Rice v. Penfield

Follett, J.

Appeal from a judgment of the county court reversing a judgment of nonsuit rendered in a justice’s court. In February, 1885, the defendant was the sheriff of Oneida county, and one Henry C. Conrad was his deputy. In that month an execution was issued out of the supreme court, and delivered to said deputy for collection. The deputy levied upon cattle, and hired one Simpkins to care for them until they were afterwards, and during the same month, taken away by the deputy. The evidence is undisputed that the deputy, in hiring Simpkins, assumed to act for the sheriff, who, when asked to pay the debt, instead of repudiating the act of the deputy, promised to pay the debt at a later date.
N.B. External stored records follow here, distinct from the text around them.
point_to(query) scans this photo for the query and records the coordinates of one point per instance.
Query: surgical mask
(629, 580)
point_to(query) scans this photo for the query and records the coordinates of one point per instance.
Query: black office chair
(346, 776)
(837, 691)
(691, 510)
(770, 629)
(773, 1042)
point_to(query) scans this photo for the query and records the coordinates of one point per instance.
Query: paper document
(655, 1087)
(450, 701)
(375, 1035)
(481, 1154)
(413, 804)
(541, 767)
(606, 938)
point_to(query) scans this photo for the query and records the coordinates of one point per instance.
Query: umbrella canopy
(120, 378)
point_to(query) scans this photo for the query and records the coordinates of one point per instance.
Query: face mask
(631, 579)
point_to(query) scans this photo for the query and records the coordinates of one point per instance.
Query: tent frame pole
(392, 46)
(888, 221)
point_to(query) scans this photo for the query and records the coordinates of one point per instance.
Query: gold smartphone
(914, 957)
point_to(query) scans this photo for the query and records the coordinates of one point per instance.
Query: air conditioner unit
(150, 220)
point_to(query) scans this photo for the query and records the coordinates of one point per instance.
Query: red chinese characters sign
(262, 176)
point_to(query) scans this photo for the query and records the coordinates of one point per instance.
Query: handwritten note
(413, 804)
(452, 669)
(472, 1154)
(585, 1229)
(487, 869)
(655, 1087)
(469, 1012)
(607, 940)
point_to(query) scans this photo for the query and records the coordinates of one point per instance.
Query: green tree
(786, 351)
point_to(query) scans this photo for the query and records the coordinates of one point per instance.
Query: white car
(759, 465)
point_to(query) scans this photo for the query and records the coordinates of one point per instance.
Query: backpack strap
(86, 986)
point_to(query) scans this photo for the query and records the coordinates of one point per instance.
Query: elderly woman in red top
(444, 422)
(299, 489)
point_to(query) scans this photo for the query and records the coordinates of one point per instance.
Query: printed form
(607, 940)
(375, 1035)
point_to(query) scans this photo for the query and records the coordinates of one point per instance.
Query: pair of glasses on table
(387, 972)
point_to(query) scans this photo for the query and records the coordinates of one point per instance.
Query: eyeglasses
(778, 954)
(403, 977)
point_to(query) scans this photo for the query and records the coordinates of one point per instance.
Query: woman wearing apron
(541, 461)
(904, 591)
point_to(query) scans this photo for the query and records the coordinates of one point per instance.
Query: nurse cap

Under the evidence, the defendant became personally liable for the debt, and the plaintiff (Simpkins’) assignee is entitled to recover it unless an action is barred by the 385th section of the Code of Civil Procedure, which provides that “an action against a sheriff or coroner, upon a liability incurred by him by doing an act in his official capacity, or by the omission of an official duty, except the non-payment of money collected upon an execution, must be brought within one year.” The term, “upon a liability incurred by him by doing an act in his official capacity,” refers to a liability incurred by official malfeasance or misfeasance, but not to a liability arising out of a mutual contract voluntarily entered into by a sheriff, for his own convenience, with another. The defendant might have personally performed this service, but he chose to hire another; and the remedy for his breach of this obligation is not barred by the lapse of one year. The judgment of the county court is affirmed, with costs.

Hardin, P. J., and Martin, J., concur.